Friday, January 20, 2012

this thing has teeth...

i'm planning a new leather jacket for my new life back to my forgotten self and my new self.

it's gonna make my original jacket nothing in comparison.

i'm also reconsidering my rule for holding out for transcendent sex. i realize that's too passive when i see what's out there and what kind of time i have left where i'll even give a fuck about this stuff.

i shall BRING the transcendent sex and make whatever i want TRANSCENDENT.

The Snakefucker woke me up to my ancient old self because it was never too much for him and i kept on going. well, eventually it was too much. it usually will be.

but now that i'm awake and see how much time i've wasted on hating and apologizing for myself,
i'm gonna pick up that piece of chicken i put in the fridge. i thought was me just being slutty.

now i'm gonna pull it back out and not ask any questions... just dance.

i'm not slutty. and if i am, so the fuck what? i'm a goddamn motherfucking sweetheart and i'm gonna go get ready to make my old days new days again.

he's strong, tall, got brown skin and an old timey swagger that comes from deep down inside and from his ancestors. you don't see that much anymore. especially in california where everything's new.

i don't care if we never know each others' last names.

he's big and i can crawl all over him like a tree and make a tree house so we can fuck in it.

i'm realizing that when you try to be honorable, you can't ever fuck anybody. there's always an anvil waiting to crush you. so i'm gonna go back to fucking people not in any of my own worlds. i don't even have secret worlds anymore.

this was it.

even if you knew what i was doing while i was doing it, you can't stop it unless you leave. i tell people what i'm doing all the time and they get car crashes in their heads.


but

you all know mostly everything. gods are always always always in the details, so you can't crash into a wall without the details. it's all just watching at this point unless you know what i'm talking about. some of you do. i know you. (smile)

some of you think this is a swaggery cartoon. and you'd also be right.

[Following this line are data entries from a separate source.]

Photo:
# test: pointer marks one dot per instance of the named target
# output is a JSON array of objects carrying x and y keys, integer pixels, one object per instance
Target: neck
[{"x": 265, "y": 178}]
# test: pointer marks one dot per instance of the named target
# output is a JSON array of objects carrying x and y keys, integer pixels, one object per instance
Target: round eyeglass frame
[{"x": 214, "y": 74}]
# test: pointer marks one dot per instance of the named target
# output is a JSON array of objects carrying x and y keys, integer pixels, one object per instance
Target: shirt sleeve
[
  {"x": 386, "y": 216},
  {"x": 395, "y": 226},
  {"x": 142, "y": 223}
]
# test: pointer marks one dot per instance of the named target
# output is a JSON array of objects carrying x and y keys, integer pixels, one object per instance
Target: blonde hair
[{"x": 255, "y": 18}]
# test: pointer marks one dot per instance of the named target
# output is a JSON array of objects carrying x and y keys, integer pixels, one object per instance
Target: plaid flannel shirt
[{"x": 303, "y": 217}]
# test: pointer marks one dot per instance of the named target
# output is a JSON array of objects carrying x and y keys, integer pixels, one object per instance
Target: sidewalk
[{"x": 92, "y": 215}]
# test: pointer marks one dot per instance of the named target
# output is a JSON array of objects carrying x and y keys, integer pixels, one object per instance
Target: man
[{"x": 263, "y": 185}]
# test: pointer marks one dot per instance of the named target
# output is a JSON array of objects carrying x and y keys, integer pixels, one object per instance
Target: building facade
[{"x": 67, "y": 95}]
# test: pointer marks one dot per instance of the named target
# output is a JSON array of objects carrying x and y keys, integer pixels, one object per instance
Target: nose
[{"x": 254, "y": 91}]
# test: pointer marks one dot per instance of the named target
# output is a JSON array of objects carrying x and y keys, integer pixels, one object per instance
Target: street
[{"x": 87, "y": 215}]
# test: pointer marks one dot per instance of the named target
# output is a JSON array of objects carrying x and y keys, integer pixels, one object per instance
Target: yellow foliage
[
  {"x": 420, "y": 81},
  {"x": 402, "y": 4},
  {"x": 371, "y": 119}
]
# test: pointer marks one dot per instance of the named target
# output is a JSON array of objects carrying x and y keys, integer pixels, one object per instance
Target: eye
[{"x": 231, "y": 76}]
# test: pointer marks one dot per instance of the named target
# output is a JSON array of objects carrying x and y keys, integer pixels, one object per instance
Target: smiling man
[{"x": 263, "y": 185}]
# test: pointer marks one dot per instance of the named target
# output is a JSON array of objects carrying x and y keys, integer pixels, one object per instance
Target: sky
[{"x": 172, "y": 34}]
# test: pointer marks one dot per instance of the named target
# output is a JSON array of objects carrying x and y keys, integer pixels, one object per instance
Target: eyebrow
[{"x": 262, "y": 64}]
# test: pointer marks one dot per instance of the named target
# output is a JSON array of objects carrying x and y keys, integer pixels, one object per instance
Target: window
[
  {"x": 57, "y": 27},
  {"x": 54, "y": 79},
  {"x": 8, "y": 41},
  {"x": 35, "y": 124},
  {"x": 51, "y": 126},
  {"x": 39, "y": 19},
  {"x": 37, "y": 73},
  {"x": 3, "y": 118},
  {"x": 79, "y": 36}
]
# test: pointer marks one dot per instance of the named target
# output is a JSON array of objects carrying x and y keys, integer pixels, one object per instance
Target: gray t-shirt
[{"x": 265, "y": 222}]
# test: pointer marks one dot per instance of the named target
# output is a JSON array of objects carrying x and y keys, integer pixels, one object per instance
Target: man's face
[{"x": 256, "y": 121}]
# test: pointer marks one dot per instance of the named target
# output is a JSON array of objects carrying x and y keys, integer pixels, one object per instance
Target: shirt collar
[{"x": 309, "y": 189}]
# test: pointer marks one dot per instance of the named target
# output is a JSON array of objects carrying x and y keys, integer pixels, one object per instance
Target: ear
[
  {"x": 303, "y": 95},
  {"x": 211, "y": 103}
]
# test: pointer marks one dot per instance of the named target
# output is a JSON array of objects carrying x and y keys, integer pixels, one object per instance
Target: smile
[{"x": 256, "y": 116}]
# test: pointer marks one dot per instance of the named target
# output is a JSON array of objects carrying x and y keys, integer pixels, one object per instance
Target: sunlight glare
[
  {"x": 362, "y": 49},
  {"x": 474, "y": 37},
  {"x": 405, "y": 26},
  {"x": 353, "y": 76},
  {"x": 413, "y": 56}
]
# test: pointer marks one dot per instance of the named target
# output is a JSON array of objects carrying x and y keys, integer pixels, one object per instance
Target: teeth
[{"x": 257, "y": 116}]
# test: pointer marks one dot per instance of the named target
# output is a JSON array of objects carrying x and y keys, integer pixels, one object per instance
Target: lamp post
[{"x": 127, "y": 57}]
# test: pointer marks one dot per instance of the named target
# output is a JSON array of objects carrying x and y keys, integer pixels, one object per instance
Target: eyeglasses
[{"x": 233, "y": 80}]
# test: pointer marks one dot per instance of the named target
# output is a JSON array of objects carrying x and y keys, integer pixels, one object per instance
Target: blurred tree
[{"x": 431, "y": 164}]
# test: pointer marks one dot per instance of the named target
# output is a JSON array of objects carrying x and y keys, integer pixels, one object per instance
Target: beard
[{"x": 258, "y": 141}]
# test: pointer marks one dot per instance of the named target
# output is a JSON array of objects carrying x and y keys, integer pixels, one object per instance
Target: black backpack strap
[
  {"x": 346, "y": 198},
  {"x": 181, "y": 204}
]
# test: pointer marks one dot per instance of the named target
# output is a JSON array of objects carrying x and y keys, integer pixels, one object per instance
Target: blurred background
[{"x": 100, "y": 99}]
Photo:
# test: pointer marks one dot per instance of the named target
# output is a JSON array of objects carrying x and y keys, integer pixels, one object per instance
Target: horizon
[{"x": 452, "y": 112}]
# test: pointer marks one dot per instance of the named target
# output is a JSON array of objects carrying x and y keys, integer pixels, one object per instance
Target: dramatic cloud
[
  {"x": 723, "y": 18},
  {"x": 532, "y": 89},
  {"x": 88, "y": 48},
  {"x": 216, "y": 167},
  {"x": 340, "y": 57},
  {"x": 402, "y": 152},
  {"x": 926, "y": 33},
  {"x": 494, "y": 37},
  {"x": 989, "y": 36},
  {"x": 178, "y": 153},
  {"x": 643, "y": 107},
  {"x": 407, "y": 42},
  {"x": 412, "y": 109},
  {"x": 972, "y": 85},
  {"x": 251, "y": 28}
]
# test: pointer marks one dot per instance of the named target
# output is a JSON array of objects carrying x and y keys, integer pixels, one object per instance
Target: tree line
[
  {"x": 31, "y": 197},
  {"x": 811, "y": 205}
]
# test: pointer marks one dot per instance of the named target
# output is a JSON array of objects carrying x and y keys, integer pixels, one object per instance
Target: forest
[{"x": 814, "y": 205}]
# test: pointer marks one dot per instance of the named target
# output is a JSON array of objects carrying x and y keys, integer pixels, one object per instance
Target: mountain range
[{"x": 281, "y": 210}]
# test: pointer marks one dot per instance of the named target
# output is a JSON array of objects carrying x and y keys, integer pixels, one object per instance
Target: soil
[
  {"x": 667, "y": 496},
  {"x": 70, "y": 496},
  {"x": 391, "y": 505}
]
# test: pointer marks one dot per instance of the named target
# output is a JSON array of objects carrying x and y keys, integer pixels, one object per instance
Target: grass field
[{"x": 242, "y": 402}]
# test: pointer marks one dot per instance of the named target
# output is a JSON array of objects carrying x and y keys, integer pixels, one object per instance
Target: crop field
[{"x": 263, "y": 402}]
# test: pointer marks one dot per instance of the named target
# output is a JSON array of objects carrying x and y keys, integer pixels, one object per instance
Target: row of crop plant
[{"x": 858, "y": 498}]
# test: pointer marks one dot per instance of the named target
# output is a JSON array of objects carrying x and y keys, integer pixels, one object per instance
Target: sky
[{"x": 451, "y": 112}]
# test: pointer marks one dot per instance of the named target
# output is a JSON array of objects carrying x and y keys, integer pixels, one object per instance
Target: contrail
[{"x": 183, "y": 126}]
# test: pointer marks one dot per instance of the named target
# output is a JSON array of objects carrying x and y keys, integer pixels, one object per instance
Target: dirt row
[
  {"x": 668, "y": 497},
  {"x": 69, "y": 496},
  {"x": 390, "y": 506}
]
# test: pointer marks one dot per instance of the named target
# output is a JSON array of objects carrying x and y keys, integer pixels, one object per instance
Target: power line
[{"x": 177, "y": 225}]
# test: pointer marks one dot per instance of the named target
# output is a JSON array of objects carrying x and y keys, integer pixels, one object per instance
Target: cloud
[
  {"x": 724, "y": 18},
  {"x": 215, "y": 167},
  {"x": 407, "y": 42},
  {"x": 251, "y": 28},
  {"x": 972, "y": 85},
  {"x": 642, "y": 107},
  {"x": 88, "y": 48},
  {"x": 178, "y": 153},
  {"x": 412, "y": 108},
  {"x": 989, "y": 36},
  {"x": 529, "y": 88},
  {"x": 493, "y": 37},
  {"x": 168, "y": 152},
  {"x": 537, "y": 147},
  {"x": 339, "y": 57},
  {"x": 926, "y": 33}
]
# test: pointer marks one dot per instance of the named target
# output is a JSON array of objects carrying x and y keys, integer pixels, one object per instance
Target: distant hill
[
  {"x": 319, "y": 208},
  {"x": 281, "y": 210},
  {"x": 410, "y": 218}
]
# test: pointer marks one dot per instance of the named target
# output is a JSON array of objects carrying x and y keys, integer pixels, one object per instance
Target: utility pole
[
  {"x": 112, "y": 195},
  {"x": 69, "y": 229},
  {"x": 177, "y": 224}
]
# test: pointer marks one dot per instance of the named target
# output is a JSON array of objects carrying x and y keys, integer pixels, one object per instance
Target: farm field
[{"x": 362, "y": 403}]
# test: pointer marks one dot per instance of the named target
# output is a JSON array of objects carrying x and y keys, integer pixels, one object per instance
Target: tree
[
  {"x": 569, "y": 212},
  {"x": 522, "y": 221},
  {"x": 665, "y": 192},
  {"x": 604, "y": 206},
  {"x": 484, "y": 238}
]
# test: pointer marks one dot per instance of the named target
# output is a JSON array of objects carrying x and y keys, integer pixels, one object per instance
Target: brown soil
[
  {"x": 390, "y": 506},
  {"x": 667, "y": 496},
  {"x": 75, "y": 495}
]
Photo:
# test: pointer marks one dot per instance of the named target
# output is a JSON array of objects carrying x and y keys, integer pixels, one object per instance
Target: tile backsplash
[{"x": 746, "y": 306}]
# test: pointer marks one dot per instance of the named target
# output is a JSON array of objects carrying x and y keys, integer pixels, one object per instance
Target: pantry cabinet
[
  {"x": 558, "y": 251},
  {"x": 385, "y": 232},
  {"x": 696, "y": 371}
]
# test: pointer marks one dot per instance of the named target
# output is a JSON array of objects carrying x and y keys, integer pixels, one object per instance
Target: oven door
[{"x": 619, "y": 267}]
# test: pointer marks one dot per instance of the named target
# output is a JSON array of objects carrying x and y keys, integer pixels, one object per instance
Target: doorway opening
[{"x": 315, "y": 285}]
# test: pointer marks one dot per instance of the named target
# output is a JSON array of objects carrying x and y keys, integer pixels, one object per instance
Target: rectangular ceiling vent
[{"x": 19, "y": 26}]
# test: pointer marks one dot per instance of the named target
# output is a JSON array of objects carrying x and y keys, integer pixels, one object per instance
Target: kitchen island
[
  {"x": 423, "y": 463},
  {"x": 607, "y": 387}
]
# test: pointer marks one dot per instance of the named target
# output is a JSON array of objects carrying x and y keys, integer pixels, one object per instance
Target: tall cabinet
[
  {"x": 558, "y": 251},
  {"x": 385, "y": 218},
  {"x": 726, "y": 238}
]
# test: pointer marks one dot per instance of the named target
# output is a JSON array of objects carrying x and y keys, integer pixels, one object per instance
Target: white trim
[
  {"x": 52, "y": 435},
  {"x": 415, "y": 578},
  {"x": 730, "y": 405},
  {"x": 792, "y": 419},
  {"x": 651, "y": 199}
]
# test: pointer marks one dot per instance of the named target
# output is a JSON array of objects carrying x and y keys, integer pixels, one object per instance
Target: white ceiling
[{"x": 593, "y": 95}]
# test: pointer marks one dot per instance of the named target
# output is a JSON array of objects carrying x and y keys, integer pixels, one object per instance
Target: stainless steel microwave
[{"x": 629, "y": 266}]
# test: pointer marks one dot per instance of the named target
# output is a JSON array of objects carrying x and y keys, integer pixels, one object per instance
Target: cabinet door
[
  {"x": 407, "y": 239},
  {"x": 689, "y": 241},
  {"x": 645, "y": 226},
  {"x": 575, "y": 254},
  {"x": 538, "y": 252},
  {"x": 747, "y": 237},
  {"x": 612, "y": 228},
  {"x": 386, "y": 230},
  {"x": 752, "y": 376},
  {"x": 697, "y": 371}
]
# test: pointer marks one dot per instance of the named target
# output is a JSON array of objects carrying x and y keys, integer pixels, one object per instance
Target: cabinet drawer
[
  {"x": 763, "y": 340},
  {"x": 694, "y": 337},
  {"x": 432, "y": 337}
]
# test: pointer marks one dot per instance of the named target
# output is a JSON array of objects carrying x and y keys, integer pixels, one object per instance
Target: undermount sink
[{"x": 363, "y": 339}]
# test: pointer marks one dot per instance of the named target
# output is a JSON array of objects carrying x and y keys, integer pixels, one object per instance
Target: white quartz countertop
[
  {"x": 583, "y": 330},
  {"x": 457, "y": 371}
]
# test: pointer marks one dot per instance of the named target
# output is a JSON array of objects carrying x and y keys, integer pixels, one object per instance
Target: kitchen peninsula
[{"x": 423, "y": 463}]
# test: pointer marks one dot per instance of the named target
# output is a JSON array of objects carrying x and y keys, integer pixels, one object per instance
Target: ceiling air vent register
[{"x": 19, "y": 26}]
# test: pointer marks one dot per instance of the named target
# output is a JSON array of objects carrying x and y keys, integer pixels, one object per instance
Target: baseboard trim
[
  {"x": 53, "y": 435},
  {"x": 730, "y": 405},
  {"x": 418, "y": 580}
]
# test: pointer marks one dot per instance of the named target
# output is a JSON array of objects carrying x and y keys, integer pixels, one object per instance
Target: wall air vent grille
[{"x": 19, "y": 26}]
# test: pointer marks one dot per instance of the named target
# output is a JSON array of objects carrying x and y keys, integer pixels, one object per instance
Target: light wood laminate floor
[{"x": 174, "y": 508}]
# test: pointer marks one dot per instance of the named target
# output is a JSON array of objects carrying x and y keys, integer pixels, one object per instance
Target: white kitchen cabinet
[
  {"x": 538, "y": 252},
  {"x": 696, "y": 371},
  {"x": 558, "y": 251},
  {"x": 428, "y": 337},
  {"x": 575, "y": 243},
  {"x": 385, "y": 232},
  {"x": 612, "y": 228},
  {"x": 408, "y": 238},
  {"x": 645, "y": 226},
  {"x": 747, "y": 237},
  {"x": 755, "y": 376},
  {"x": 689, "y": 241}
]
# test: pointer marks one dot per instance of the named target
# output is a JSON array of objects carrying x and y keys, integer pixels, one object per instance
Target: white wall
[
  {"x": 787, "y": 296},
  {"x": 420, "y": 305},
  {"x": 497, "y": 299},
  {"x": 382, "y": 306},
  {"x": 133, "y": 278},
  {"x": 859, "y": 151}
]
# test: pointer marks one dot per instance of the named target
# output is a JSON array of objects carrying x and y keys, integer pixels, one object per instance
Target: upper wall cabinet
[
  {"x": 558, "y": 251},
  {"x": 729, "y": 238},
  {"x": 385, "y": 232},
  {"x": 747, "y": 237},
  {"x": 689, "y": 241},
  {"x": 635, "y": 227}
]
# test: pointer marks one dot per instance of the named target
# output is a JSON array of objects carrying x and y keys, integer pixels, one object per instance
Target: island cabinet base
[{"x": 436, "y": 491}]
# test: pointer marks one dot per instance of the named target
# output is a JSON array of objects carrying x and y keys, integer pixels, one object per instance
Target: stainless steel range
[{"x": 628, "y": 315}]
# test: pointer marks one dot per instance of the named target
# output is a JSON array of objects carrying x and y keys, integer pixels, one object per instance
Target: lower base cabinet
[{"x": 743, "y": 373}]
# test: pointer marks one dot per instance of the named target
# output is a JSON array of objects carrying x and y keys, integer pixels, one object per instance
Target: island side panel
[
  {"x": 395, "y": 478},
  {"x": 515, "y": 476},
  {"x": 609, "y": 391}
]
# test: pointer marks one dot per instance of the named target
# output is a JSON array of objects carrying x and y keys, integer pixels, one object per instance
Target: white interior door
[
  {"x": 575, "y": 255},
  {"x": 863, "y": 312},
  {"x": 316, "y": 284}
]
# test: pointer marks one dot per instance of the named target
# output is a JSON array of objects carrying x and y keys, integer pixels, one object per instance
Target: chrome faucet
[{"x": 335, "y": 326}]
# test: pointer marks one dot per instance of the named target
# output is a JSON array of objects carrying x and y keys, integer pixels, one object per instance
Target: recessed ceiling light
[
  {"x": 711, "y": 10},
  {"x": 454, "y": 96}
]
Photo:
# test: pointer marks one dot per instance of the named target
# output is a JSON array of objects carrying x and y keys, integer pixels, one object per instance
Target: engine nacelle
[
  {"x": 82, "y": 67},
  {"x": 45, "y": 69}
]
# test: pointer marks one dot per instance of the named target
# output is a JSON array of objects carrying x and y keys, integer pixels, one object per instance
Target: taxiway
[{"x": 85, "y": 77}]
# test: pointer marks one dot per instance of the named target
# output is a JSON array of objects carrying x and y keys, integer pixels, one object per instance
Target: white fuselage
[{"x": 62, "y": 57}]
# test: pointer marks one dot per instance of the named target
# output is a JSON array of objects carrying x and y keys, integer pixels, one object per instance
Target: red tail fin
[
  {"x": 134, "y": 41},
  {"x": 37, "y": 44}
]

all the stories and assumptions are right and none of them are.

i don't even know the real story and never will.

but i do know i'm a fucking pussy. and we're gonna start listening to my own pussy more. she's impatient. foul mouthed. hungry. her teeth are sharp.

but she can kiss like a james brown bass line riff.


don't wait for the magic. bring your own "transcendence" because there's a whole lot of high fructose corn syrup out there.


i'll post art later. i don't want to talk too much anymore. i've gotta focus and keep myself contained for one person. i can't fuck more than one person at a time. i just can't.

i always want the man in my head to match the one in my body or i'm doing this thing wrong.